# Co2 Problem ~~



## bigfishy (Jun 19, 2009)

I got an issue with my pressurized co2, I discovered the solenoid won't shut itself off completely when the power is off. 

I took it apart and tries to clean it...

Afterward, I put the pieces together and turn on the power, somehow the needle valve has lost it affect, and the bubbles keep on gushing out until the power is off.



a few facts...

1) The solenoid does have a clicking noise when it is on or off

2) I think the main valve (Co2 tank) has lost it function (I closed the valve and the air is still gushing out from the solenoid when the power is on) 

3) The solenoid does not close properly, and it have 1 bubble per 2 seconds of leakage before the cleaning took place...

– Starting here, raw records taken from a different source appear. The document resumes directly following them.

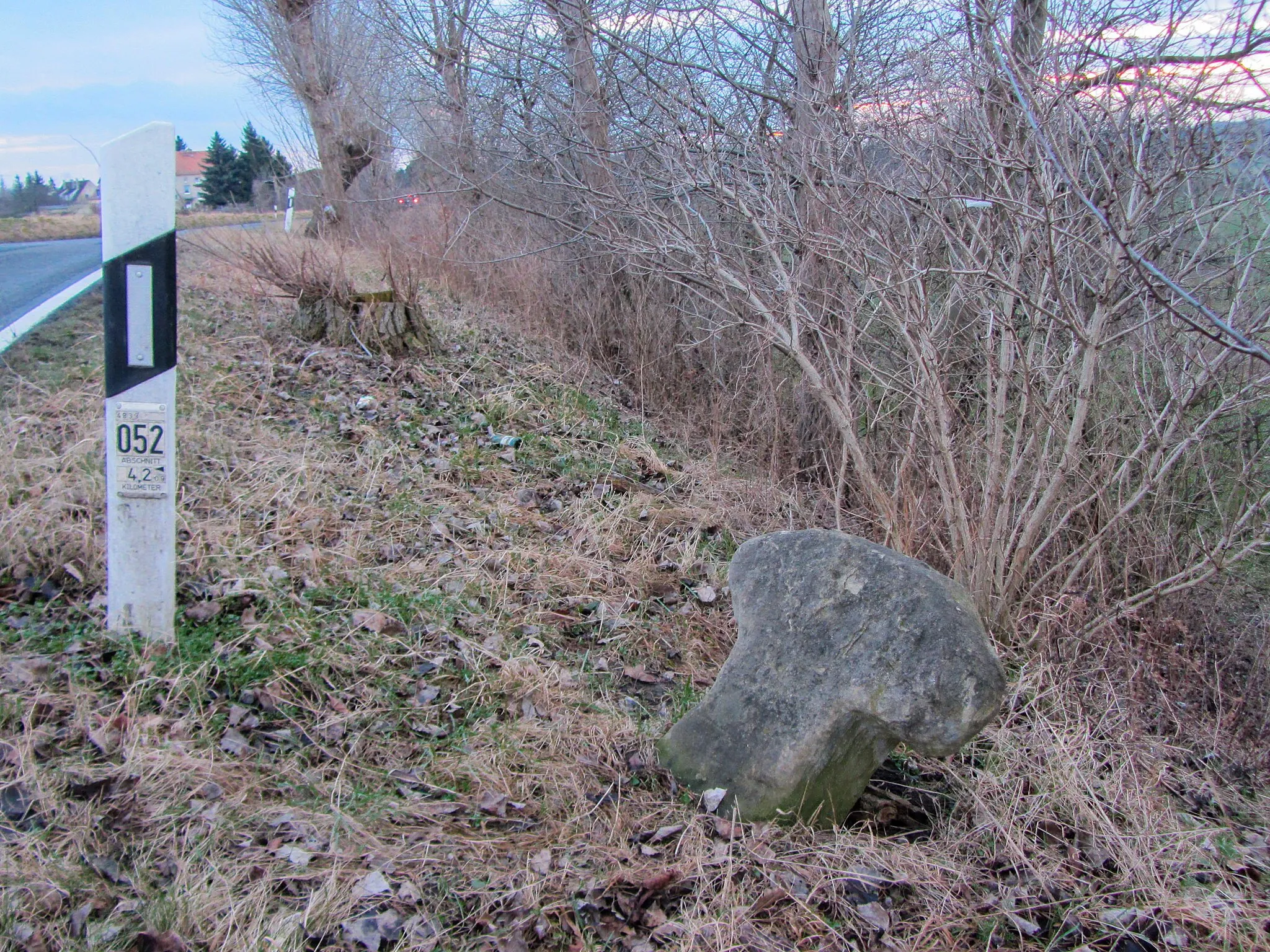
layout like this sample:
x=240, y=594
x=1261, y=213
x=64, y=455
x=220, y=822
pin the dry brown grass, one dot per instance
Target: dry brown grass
x=347, y=560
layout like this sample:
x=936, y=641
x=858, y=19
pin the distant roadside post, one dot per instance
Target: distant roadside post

What do you guys think??? ><''


----------



## don (Nov 29, 2011)

bigfishy said:


> I got an issue with my pressurized co2, I discovered the solenoid won't shut itself off completely when the power is off.
> 
> I took it apart and tries to clean it...
> 
> ...


if the solenoid is de-energized then the magnet should close, if you still have c02 coming out then your solenoid isnt closing all the way


----------



## bigfishy (Jun 19, 2009)

don said:


> if the solenoid is de-energized then the magnet should close, if you still have c02 coming out then your solenoid isnt closing all the way


If my solenoid isnt closing all the way, is there a way to fix it?


----------



## don (Nov 29, 2011)

you need to determine if its the actuator ( the electrical piece on top) or the valve stem, if its clicking chances are its the valve stem( lower piece, brass in most cases). You can remove the top nut and gain access to the plunger, if you cant get a replacement piece youre better off replacing the valve stem.


----------



## tom g (Jul 8, 2009)

*c02*

i have a feeling the regulator is blown ,, 1000 psi blowing into the needle valve and solonoid will give u the gushing in his bubble counter .i rec he remove regulator and electronic solonoid and run it with out the solonoid to veryify the tank valve or the solonoid .


----------



## bigfishy (Jun 19, 2009)

ok, I will do the experiment tomorrow and update the progress 

thanks for the advice


----------